How to Troubleshoot SLOW backends using TCP dump and Wireshark
Imagine a scenario where there is a simple server at localhost:8191/save. This would be the sample node server that will implement such a server.
Now lets start the node server and call the server with a simple JSON body as such and check for the Wireshark loopback output.
Notice the initial TCP 3 way handshake on the Wireshark. Adding 2 more columns to Wireshark (Delta time, Calculated Window size aka the received buffer size), lets us see that the first two packets ([SYN] from client to server and [SYN,ACK] from server to client) has a window size of 65535 (which is around 8 kB). And the window size for the POST request (9) is having a window size of 10230 (10kB).
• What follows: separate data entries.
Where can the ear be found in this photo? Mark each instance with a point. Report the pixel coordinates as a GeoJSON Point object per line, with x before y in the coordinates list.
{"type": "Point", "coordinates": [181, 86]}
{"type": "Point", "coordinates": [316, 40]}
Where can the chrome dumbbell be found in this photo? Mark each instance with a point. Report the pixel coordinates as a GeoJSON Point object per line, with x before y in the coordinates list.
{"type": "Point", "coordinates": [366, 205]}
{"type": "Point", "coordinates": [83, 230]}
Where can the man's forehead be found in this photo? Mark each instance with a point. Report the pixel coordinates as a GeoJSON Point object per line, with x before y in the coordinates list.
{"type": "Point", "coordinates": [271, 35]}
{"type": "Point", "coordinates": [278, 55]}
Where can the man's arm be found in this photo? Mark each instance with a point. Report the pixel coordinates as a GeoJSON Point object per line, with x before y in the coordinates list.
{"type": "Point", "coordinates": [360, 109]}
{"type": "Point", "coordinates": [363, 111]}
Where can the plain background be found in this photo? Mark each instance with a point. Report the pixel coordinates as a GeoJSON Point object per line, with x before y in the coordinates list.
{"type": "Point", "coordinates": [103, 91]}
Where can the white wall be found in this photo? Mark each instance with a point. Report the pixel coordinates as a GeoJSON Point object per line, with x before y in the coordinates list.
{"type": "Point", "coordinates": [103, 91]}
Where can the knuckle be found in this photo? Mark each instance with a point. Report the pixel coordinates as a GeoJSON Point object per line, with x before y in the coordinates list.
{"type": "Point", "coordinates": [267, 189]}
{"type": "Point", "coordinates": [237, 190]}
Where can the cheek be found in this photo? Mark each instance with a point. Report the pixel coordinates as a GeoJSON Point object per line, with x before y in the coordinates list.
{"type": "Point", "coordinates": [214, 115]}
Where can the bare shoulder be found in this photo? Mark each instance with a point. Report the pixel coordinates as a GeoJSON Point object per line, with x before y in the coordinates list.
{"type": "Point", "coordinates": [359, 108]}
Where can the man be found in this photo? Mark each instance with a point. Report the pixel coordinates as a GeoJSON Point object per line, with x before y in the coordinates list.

Both of which are pretty small compared to the amount of data we deal with nowadays. This is because TCP was invented in a time when the thought of bigger amounts of data was not taken into account.
However, to overcome the issue of a tedious iterative cycle of sending data and ACK back and forth, newer versions of tcp has a mechanism under Options called window scale( if 2⁶⁴) which can change the initial window size of 65535 to a value 64 times as big as it. Window Scale only takes place during the handshake stage and is not changeable after it.
Let’s test out this theory by uploading a bigger file (much larger than the initial window size) such as a jpeg image.
Checking on the window scale on the handshake packets shows us that it has been changed to a scale of 8 because of the sent file.
Checking on the No 24 shows you that a [TCP Window Update] which means the window scale was changed in order to hold the sent file. Also, note how the window size of packets (No 19,20,21) keep dropping in cycles before coming back up to 2618880 every time.
Reasons behind the slow backend
- Due to the application’s data consumption rate
For instance, if server is having a calculated window size of 500 000 and the client sends a packet of 500 000 data to the server. The application on the layer on top of this tcp layer (on the application layer) is feeding data to & from the buffer (window) in a rate indifferent to the window size. The rate the server is receiving data is 500 000 per ACK however, the application consumes only 400 000 of the data. Which results with only 400 000 space for the new data received from the client.
Next Acceptable space= Full Buffer Capacity-Remaining buffer space
Problem — Therefore, one culprit for backend lag might be due to the reason of not having enough space on the window, which is observable through the window size drops from Wireshark (window size will come close to zero). Window size hitting zero is called a zero window situation.
Solution — The client needs to wait till there’s enough buffer space on the server side for transmission. You need to optimize the application in order to up the speed. You might also have to take a tcp dump (in the form of a pcap file) from any more servers the main servers is fetching data from in order to analyze further into the problem. If that is not possible, it could also be done from an intermediate networking device such as a switch or a firewall.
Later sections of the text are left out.